If you have a teen, you are probably well-acquainted with teens' often less-than-desirable behavior. During the teen years, kids are focused on fitting in and asserting their growing independence. Some behavior, such failing to do homework, being overly emotional, listening to loud music and questioning authority are normal, according to Mark Gregston, longtime youth minister, writing for The Christian Broadcasting Network. They can still be hard to cope with, but behavior modification techniques can help limit them.
How it Works
Behavior modification for teens involves changing undesirable behaviors to desired ones by using a system of rewards and punishments. By offering an incentive or carrying out discipline, you can get your teen to do what you want her to do -- finishing her homework on time or not breaking curfew, for example. Clear guidelines for your teen regarding her behavior and consistent consequences for breaking the rules help her change her behavior over time.

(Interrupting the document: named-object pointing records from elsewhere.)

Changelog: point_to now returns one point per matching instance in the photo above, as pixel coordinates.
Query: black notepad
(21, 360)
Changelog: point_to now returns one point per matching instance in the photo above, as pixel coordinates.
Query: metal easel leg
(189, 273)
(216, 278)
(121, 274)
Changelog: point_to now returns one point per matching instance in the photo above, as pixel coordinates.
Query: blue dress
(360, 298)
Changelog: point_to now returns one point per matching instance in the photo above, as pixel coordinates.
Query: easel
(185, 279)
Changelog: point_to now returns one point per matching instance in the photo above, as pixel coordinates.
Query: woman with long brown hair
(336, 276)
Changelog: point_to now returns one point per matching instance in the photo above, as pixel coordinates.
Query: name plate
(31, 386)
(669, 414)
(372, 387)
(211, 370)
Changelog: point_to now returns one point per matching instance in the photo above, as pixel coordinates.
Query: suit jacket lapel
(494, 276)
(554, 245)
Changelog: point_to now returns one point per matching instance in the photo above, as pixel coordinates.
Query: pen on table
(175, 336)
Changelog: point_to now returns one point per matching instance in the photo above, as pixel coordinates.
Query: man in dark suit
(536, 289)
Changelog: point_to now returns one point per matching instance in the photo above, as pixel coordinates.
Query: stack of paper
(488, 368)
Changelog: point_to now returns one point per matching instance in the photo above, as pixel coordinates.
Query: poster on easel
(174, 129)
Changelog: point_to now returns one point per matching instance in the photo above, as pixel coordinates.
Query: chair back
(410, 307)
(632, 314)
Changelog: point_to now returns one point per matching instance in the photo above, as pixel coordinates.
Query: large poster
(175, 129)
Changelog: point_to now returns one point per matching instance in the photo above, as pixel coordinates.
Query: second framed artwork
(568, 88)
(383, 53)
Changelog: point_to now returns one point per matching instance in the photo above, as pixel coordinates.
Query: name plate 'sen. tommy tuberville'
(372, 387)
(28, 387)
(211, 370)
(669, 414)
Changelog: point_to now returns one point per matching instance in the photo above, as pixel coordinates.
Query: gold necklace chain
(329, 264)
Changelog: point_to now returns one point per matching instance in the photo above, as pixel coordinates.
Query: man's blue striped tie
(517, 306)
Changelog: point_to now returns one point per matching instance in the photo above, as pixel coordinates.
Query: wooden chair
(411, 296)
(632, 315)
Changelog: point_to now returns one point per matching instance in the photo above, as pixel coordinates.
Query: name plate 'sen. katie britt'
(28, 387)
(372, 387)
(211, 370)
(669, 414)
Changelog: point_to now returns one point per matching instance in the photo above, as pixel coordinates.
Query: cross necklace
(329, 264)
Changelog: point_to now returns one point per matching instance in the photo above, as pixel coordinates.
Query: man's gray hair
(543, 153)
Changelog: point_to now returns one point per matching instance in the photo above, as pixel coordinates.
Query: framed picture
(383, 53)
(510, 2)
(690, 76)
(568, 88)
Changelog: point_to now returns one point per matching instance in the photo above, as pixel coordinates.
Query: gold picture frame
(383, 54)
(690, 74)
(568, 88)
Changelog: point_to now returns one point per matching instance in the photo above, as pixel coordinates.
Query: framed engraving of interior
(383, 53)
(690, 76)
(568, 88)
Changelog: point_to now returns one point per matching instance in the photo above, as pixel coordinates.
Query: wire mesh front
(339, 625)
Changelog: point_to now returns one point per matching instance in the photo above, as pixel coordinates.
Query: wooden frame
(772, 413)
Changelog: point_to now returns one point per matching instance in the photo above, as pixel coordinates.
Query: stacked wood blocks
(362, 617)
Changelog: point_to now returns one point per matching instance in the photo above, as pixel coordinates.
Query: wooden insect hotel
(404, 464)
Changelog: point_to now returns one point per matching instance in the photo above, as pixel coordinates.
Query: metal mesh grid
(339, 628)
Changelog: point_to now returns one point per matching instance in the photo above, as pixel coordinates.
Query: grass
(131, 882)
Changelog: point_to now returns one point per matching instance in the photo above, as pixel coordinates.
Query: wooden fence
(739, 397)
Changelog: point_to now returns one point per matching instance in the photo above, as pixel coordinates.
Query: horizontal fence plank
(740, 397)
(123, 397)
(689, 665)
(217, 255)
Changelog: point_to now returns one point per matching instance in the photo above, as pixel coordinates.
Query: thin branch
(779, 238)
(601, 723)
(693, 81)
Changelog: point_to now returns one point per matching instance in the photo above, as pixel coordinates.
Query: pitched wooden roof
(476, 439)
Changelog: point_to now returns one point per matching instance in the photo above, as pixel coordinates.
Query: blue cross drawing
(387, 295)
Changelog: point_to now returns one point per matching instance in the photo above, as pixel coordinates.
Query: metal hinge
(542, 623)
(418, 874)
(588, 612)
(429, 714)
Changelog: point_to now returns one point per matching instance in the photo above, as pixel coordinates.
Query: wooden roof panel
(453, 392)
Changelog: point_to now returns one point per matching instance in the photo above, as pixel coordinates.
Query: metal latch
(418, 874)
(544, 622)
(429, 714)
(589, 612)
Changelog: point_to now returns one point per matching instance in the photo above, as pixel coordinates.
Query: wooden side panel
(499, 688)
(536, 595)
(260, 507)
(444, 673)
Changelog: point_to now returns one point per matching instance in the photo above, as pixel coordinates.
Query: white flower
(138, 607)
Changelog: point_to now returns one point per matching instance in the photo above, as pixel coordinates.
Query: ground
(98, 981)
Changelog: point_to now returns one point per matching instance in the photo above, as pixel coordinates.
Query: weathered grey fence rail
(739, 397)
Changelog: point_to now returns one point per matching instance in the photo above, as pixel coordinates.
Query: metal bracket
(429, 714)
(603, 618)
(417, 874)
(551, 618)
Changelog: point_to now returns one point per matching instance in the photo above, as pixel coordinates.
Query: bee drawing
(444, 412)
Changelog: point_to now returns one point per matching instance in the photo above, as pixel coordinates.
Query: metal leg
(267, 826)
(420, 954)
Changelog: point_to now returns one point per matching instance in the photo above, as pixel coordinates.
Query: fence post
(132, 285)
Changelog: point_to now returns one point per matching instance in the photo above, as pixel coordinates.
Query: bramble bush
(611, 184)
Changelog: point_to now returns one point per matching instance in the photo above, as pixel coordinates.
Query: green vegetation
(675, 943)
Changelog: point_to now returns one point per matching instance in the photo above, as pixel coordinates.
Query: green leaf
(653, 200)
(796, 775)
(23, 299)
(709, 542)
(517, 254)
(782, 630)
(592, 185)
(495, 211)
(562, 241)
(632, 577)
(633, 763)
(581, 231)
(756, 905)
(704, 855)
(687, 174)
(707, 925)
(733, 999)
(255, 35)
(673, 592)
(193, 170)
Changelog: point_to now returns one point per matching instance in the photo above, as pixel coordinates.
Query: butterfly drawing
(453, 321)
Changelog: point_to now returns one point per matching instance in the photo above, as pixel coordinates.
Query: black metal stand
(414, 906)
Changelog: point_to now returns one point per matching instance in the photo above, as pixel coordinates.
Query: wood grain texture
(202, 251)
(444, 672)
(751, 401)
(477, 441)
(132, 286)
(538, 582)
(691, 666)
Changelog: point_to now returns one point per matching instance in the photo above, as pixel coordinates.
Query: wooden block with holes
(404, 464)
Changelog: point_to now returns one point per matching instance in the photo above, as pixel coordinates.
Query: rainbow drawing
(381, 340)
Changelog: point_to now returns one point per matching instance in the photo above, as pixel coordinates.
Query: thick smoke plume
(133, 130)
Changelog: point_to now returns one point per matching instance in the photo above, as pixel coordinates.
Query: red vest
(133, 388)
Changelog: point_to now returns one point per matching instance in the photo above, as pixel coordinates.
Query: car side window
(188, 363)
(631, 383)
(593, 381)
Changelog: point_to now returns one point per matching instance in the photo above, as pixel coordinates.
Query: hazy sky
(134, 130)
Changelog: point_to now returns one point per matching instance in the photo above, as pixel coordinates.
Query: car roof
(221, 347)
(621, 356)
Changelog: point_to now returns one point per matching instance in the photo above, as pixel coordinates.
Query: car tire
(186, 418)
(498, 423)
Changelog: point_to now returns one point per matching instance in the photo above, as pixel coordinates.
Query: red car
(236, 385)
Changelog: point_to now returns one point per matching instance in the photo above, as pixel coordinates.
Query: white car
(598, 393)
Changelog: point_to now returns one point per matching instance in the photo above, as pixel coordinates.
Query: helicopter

Rewarding your teen with age-appropriate incentives is a valuable way to help her change her behavior. This is called positive reinforcement. It involves praising your teen or giving her a prize when she engages in desirable behaviors. For example, if she cleans her room without having to be asked several times, reward her with a movie or extended curfew on the weekend. Getting something she wants as a direct result of positive behavior makes it much more likely that she'll do the same next time. Keep in mind that the reward has to be something she cares about. A handful of chocolate candies might have worked when she was 2, but it isn't likely to change her behavior now that she's a teenager.
Time outs might have worked to change behavior when your child was a toddler, but they aren't that likely to produce a response in teens. Just like with rewards, punishments must be age-appropriate if you want them to change your teen's behavior. In addition, teens need consistent consequences to help them figure out right from wrong, according to Georgia Family magazine. Revoking privileges is one effective way to change your teen's behavior. For example, if she stays out past curfew, she must come in an hour earlier for the next week. Or, if she chooses to watch television instead of doing homework, she isn't allowed to watch her favorite programs for three days. If the same consequence occurs each time a rule is broken, it won't be long before your teen starts to change her behavior.
For teens who have attention deficit hyperactivity disorder or other conduct disorders, behavior modification is often carried out to help them stay calm, limit impulsive activities and help them succeed in social situations. If your child has one of these conditions, help from professionals is valuable for making behavior modification as beneficial as possible. In these cases, it is often combined with medication and cognitive therapy, according to the National Youth Network.